Es importante estar conscientes de nuestras palabras y conversaciones, eso nos ahorraría muchos malos ratos y disfrutaríamos mas la vida, evite el juicio sobre los demás y aprenda a poner freno sobre lo que va a decir, cuide su corazón porque la lengua es solamente un instrumento.
Hay tres cosas en la vida que no vuelven atrás: la palabra pronunciada, la flecha lanzada y la oportunidad perdida.

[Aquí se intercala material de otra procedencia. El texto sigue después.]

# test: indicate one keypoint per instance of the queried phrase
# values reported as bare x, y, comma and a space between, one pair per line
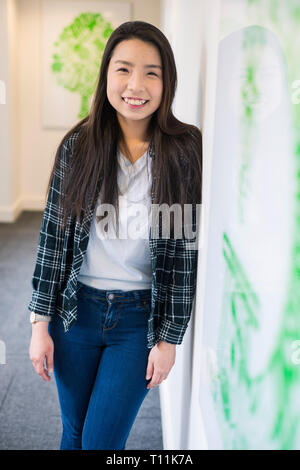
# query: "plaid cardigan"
61, 252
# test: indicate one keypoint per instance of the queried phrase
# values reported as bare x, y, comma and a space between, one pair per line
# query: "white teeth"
136, 102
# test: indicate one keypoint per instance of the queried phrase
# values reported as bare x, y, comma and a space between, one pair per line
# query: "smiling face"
135, 71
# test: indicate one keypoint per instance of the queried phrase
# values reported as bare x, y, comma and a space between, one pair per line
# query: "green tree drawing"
78, 54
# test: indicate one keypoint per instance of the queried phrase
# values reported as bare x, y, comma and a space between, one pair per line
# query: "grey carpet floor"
29, 408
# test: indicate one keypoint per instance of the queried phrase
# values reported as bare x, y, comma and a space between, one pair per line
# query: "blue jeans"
100, 367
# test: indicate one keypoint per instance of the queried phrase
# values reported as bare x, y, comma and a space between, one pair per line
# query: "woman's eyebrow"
145, 66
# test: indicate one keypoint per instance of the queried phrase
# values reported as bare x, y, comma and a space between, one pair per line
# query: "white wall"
27, 150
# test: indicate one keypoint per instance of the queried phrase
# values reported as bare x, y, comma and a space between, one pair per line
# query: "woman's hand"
41, 349
160, 361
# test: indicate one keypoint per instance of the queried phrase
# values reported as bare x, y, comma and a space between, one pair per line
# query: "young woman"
118, 305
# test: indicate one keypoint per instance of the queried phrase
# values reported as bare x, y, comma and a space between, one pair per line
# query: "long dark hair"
177, 146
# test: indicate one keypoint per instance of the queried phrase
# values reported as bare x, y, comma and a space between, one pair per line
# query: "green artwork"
78, 55
260, 411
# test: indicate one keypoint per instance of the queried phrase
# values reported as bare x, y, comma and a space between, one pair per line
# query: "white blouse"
121, 259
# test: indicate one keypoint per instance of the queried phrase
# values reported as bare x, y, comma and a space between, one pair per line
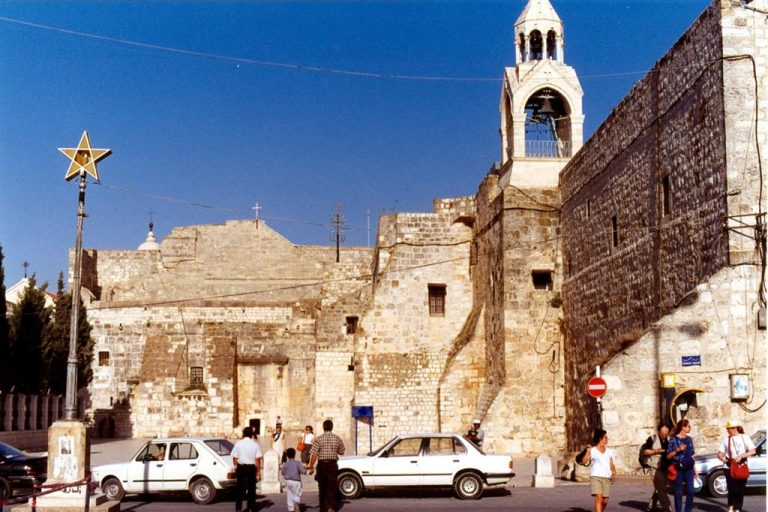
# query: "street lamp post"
83, 161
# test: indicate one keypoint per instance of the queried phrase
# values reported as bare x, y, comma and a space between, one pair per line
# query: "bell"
546, 107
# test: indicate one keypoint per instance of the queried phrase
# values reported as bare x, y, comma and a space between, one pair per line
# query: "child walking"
292, 471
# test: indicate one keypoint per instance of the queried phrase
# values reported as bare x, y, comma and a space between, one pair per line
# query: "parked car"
200, 466
425, 460
20, 471
712, 471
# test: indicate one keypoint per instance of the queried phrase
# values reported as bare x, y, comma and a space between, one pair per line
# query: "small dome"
150, 244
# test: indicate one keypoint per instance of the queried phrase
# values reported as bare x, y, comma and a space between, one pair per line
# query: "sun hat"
697, 484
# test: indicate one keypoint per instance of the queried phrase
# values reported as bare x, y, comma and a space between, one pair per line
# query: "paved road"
629, 494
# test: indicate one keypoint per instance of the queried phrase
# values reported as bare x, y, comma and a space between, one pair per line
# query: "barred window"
196, 377
351, 324
436, 299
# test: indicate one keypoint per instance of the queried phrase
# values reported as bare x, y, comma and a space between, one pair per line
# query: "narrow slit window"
436, 299
542, 279
666, 198
352, 324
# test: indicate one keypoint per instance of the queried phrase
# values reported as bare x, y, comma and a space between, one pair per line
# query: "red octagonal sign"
597, 387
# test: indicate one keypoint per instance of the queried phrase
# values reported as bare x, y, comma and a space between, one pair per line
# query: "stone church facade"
642, 252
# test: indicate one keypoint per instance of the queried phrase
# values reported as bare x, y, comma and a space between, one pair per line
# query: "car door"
757, 464
181, 463
441, 458
399, 464
145, 472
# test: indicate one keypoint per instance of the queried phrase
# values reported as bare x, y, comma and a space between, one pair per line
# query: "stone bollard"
543, 476
270, 483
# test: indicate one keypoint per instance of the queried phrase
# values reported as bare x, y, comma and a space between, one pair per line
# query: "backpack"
642, 458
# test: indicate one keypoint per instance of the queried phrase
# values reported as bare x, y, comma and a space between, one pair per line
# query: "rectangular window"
666, 198
542, 279
351, 324
436, 299
196, 377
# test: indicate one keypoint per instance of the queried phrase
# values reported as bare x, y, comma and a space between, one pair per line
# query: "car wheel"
203, 491
113, 489
468, 486
350, 486
5, 490
717, 484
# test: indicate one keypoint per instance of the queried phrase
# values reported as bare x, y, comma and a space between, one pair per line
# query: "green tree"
56, 345
29, 321
5, 368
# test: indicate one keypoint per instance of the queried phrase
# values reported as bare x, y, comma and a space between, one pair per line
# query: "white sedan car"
438, 460
198, 465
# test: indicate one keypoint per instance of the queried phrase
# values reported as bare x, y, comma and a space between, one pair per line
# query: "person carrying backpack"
653, 455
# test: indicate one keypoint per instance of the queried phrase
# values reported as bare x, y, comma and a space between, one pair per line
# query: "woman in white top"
600, 458
735, 448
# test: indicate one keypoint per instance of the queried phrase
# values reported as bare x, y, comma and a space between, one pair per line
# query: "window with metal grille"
196, 377
436, 299
542, 279
351, 324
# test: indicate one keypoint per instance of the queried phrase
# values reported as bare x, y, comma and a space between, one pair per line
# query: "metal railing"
43, 489
547, 149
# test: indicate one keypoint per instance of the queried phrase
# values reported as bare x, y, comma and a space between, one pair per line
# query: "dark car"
712, 471
19, 471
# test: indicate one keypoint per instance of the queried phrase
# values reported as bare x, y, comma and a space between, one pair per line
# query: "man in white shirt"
246, 455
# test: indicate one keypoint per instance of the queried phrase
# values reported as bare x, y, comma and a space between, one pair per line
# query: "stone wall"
403, 351
646, 205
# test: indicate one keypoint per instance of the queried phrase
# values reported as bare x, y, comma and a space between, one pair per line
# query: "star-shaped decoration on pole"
83, 158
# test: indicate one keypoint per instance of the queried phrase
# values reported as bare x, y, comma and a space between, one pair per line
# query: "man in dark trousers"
246, 455
655, 448
325, 452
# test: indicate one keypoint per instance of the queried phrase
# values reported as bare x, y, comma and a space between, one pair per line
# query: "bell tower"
542, 124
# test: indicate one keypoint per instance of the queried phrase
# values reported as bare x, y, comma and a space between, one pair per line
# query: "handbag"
738, 470
672, 473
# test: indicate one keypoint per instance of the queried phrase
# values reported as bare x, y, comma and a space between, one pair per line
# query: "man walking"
325, 452
655, 448
246, 455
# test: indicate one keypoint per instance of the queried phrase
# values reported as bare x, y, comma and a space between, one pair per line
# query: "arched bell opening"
536, 45
551, 45
521, 47
547, 125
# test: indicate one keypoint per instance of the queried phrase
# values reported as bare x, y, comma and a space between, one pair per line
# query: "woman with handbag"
680, 450
734, 451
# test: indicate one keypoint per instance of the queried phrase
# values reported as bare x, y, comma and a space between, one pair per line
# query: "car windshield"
220, 446
9, 452
380, 448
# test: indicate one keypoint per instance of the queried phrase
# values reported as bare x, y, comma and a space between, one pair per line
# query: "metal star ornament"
83, 158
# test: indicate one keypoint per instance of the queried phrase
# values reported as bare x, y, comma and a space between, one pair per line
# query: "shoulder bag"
738, 470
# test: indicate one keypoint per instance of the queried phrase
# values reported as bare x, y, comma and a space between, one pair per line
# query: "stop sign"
596, 387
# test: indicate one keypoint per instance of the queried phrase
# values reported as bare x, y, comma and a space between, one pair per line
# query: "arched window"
551, 45
523, 51
537, 45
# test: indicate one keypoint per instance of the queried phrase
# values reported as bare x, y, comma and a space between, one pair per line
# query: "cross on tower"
257, 209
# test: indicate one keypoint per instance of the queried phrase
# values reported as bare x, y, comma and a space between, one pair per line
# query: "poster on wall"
739, 386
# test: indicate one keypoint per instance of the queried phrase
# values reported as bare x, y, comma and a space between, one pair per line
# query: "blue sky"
212, 107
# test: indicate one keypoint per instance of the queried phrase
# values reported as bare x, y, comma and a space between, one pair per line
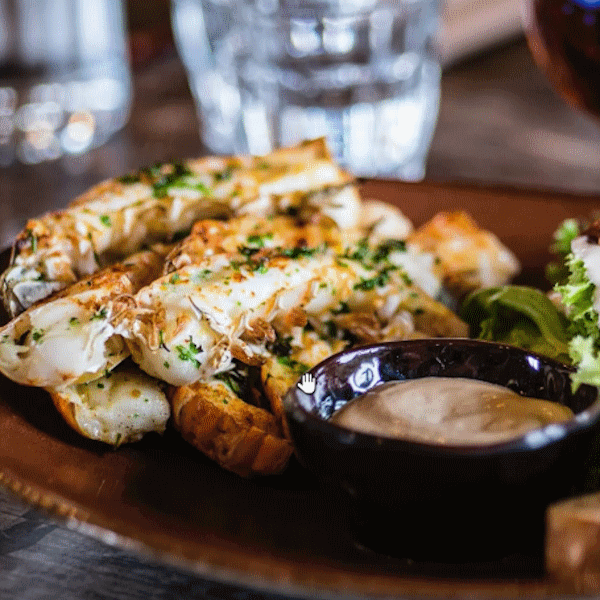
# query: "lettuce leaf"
520, 316
584, 346
557, 271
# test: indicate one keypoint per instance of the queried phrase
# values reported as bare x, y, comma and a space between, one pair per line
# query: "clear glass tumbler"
65, 80
267, 73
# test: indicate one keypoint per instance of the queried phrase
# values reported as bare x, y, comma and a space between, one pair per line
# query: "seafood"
190, 324
118, 408
70, 338
120, 216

Algunas palabras pueden ser como flechas al corazón. Si lo que estás pensando puede ser flecha que hiera, no lo digas. Es preferible guardar silencio. Asegúrate de que lo que vayas a decir este cargado de vida y bendición para tu vida y la de otros. Hoy es el mejor día para hacer de nuestras conversaciones las mejores y tener buenos resultados.
En amor y liderazgo,
Pedro Sifontes
Conferencista y Entrenador de Liderazgo y Coaching. Panamá.

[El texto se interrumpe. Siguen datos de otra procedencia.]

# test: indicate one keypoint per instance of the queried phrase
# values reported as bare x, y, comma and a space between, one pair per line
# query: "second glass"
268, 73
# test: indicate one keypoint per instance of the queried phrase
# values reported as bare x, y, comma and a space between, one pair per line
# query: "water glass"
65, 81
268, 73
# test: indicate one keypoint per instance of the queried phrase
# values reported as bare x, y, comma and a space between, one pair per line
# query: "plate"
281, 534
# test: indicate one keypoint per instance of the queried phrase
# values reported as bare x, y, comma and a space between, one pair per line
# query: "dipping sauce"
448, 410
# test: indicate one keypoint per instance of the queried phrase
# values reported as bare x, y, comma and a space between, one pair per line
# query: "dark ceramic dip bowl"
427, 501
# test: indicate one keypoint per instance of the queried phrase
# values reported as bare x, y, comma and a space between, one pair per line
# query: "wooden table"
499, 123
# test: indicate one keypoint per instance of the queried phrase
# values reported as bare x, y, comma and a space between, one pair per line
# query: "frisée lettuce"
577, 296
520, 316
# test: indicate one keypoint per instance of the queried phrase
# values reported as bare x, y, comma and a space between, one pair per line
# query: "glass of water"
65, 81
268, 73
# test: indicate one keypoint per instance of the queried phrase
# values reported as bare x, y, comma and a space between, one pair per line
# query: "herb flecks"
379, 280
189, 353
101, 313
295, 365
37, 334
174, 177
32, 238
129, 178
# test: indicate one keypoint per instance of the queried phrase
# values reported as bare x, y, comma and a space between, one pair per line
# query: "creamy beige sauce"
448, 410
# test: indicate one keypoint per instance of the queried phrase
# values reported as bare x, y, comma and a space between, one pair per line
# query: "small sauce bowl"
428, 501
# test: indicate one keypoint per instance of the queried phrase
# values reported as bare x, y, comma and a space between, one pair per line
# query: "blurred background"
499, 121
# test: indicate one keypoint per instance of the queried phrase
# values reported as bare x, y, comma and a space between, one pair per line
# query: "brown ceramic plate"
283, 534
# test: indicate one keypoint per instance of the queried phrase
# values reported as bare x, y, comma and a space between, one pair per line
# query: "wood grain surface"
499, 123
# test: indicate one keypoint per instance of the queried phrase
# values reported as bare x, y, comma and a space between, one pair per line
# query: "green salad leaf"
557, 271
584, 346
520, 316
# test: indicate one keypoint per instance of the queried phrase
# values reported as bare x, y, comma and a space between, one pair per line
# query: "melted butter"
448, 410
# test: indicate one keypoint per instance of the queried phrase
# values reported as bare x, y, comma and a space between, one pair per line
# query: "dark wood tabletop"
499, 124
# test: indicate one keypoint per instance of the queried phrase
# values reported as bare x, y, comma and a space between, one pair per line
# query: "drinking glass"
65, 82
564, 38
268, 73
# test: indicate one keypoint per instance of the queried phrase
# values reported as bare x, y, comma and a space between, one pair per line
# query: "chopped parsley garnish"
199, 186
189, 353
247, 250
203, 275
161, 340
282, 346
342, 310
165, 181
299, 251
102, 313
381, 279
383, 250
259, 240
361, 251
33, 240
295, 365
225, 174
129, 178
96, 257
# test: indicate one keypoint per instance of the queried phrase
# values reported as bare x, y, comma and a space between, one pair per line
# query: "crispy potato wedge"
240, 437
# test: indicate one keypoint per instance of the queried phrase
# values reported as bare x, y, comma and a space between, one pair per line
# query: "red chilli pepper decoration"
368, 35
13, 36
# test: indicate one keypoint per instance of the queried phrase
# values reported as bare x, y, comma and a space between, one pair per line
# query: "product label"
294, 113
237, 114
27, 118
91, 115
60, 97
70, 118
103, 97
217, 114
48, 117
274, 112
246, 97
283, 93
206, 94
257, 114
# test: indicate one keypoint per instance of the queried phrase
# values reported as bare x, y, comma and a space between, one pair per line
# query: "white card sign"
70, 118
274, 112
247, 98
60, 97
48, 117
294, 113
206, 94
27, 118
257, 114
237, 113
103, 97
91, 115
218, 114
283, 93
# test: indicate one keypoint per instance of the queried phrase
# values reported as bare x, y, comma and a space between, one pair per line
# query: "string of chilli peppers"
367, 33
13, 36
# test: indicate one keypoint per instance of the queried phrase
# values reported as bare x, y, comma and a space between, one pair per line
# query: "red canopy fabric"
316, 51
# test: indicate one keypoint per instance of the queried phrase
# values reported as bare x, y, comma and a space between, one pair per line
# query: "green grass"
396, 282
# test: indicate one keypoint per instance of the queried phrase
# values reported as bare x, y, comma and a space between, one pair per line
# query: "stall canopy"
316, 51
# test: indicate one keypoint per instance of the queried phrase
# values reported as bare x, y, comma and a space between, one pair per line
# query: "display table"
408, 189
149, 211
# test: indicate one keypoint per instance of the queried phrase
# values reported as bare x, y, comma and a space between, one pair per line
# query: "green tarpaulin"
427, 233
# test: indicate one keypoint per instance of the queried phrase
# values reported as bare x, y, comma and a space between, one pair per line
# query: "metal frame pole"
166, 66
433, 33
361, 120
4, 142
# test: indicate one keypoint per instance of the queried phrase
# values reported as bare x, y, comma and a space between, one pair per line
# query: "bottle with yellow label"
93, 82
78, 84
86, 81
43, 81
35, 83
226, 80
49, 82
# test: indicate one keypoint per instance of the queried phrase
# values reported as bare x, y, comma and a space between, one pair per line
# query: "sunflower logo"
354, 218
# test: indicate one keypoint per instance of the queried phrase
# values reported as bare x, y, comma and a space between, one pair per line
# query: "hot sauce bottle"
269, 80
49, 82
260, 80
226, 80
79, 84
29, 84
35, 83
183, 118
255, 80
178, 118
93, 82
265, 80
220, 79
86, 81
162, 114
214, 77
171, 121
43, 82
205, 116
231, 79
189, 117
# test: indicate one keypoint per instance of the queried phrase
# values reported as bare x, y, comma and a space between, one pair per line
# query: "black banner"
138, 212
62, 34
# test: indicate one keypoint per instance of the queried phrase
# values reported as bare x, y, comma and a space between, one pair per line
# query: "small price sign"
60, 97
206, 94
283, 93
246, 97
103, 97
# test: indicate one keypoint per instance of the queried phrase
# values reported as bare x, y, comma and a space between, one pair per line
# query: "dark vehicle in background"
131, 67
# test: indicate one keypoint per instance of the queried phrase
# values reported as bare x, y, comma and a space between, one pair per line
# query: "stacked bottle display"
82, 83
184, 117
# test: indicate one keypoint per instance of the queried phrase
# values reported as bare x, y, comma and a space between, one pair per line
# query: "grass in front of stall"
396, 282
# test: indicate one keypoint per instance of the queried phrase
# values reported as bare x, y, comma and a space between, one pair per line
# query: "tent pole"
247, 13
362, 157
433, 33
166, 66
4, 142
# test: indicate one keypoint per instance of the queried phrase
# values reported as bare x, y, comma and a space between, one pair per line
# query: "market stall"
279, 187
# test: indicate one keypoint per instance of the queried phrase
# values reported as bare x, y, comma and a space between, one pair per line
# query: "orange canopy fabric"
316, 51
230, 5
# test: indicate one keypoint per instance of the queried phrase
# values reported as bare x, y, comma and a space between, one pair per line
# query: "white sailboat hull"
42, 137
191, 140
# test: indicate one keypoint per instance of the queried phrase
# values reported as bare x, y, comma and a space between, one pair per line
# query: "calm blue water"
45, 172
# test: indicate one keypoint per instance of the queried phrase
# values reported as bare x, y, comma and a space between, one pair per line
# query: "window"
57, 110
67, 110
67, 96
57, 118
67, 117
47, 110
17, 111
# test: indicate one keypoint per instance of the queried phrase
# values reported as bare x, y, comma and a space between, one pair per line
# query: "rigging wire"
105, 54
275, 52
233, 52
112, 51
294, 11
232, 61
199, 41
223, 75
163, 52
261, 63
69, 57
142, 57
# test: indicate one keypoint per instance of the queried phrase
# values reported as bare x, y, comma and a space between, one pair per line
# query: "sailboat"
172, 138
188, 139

Contacto: consejeriaycoaching@gmail.com
Un optimista ve una oportunidad en toda calamidad, un pesimista ve una calamidad en toda oportunidad. Winston Churchill

Me gustan esos temas de crecimiento espiritual, donde invitan a uno a la reflexion como bien han nombrado la seccion. Sin embargo me gustaria agregar que la capacidad de frenar la lengua esta intimanmente ligada a la capacidad de controlar la mente. Nuestros pensamientos son mas esquivos y tienden a colarse en nuestro accionar diario de manera involuntaria.Cuando aprendemos a seleccionar nuestros pensamientos estamos en camino de ganar la batalla a las malas conversaciones o conversaciones negativas. Felicidades por estar pensando en el bienestar de los demas, porque asi contribuimos a una sociedad mas felix. Gracias.

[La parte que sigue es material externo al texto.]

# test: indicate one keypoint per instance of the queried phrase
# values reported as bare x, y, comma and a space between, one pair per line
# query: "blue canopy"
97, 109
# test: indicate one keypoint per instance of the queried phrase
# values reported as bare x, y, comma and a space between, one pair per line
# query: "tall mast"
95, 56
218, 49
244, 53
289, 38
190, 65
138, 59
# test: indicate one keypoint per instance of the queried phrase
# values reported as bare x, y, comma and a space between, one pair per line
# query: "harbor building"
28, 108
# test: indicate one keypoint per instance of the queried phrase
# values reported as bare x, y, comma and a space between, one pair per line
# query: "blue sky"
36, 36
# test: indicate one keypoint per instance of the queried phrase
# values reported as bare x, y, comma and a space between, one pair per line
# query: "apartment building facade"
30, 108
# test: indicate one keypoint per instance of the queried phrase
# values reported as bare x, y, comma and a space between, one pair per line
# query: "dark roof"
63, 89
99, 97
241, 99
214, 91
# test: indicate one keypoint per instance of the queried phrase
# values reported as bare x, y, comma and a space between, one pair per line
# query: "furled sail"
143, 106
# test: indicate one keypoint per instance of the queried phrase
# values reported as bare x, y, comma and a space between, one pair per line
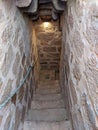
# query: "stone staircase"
47, 110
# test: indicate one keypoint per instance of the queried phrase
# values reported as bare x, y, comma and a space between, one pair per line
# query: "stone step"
47, 90
48, 115
48, 97
45, 105
63, 125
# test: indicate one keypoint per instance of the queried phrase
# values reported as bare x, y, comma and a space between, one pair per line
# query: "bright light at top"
46, 24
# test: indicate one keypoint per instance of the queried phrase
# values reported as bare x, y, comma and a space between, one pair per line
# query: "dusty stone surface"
79, 63
15, 58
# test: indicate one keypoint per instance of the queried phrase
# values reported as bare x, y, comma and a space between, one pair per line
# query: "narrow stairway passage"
47, 110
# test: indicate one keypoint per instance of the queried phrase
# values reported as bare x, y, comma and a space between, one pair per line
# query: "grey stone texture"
79, 63
48, 111
15, 58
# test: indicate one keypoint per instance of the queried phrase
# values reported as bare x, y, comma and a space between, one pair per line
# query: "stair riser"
47, 115
50, 97
47, 126
45, 104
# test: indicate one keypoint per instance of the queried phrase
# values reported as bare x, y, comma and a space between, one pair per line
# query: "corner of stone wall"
15, 58
79, 64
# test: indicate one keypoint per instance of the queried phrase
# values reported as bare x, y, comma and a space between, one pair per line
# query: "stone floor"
47, 110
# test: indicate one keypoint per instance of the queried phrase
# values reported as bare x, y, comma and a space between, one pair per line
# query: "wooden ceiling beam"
23, 3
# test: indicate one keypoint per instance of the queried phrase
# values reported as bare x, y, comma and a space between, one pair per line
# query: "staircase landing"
47, 110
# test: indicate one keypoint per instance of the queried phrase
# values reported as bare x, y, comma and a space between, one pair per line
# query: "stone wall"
15, 58
79, 62
36, 56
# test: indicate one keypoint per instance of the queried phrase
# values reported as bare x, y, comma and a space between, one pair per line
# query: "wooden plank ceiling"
42, 9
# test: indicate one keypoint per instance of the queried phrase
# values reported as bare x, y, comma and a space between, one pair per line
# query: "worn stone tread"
47, 97
47, 115
48, 90
49, 104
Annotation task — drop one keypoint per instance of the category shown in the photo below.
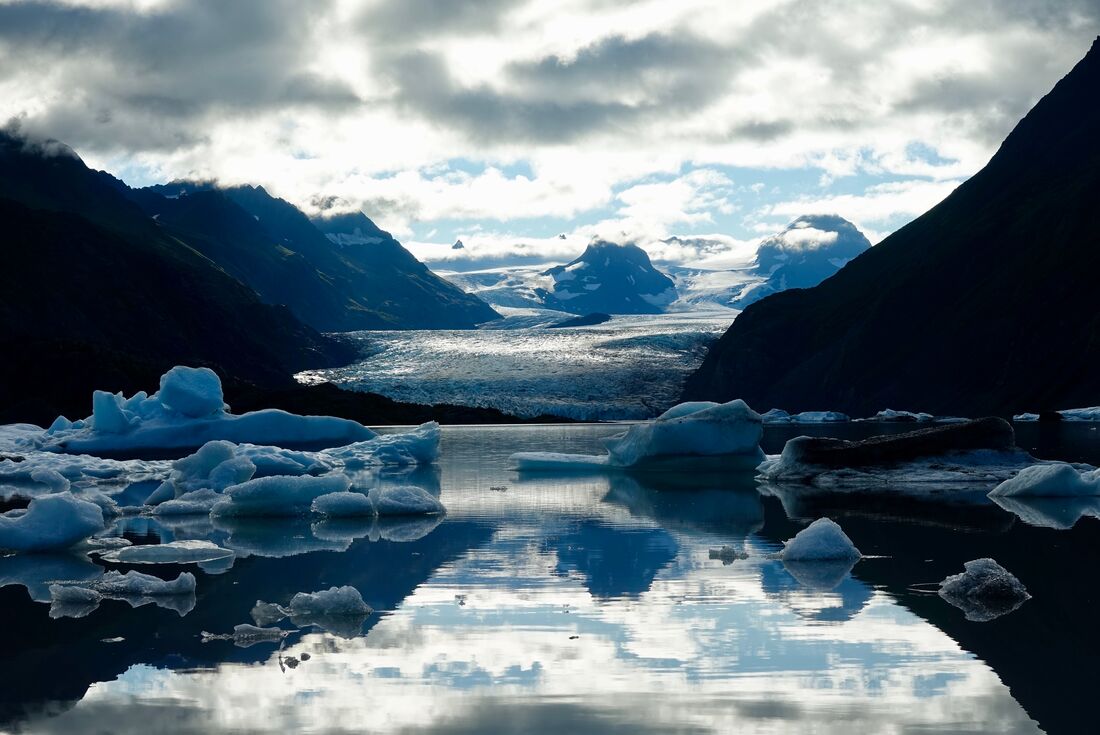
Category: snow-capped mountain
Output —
(613, 278)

Gracias, este artículo me ha servido sustancialmente. Después de 18 años de labor docente intachable, por una conversación mal intencionada de otra maestra que sin yo darme cuenta tenía celos profesionales de mí, utilizó a otra maestra de nuevo ingreso para meter cizaña , entre la maestra mal intencionada y la nueva maestra debido a sus comentarios mal intencionados intentaron y no sé si lo lograron, tirar por la borda 18 años de trayectoria intachable de mi parte. Me siento muy mal, nunca había tenido problemas en mi trabajo, estaba muy desesperada, pero este artículo llenó mi alma de esperanza y con lo de Santiago 3:11, entendí que no puede un ser humano transmitir algo que no tiene, por lo tanto, decidí tener cuidado de saber con quien hablo y qué digo. Por favor oren para que mi imagen quede limpia de nuevo. Dice Jehová, mía es la venganza. Por lo tanto no haré nada, Jehová hará lo conveniente. Estaba muy preocupada. Ahora entiendo que mis compañeras necesitan más de Dios que yo. Le sacaré copias a este artículo y se los regalaré en nombre de Cristo. De antemano gracias por sus oraciones y por su artículo.
gracias te doy por este mensaje a sido de mucha reflexion en este dia ,solo te digo algo que de la abundancia del corazon habla la boca . dios permita que cada mañana hablemos y expresemos ,las cosas edificantes para cada persona con la que dialoguemos cada dia agradecido estoy por este mensaje que DIOS TE siga bendiciendo
LINDISIMA REFLEXION ES UNA MEGA BENDICION PARA MI VIDA, APARTE UN TEMA DEL QUE MUY POCO SE HABLA A PESAR DE QUE ES UNA URGENCIA
MUCHAS BENDICIONES POR HACER PPOSIBLE LLEGAR A NOSOTROS ESTOS TEMAS TAN IMPORTANTES
MUCHAS FELICITACIONES, POR ESAS REFLEXIONES TAN BELLAS, YO CREO EN EL PODER DE LA PALABRA, COMO DICE DIME COMO HABLAS Y TE DIRE QUIEN ERES O POR DONDE VAS, YA QUE DIOS ES EL PODEROSO DE ISRAEL Y ES EL QUE GUIA NUESTROS PENSAMIENTO Y SENTIMIENTOS CON EL FIN DE QUE COMPARTAMOS CON NUESTROS HERMANOS BUENAS PALABRAS Y DESEOS.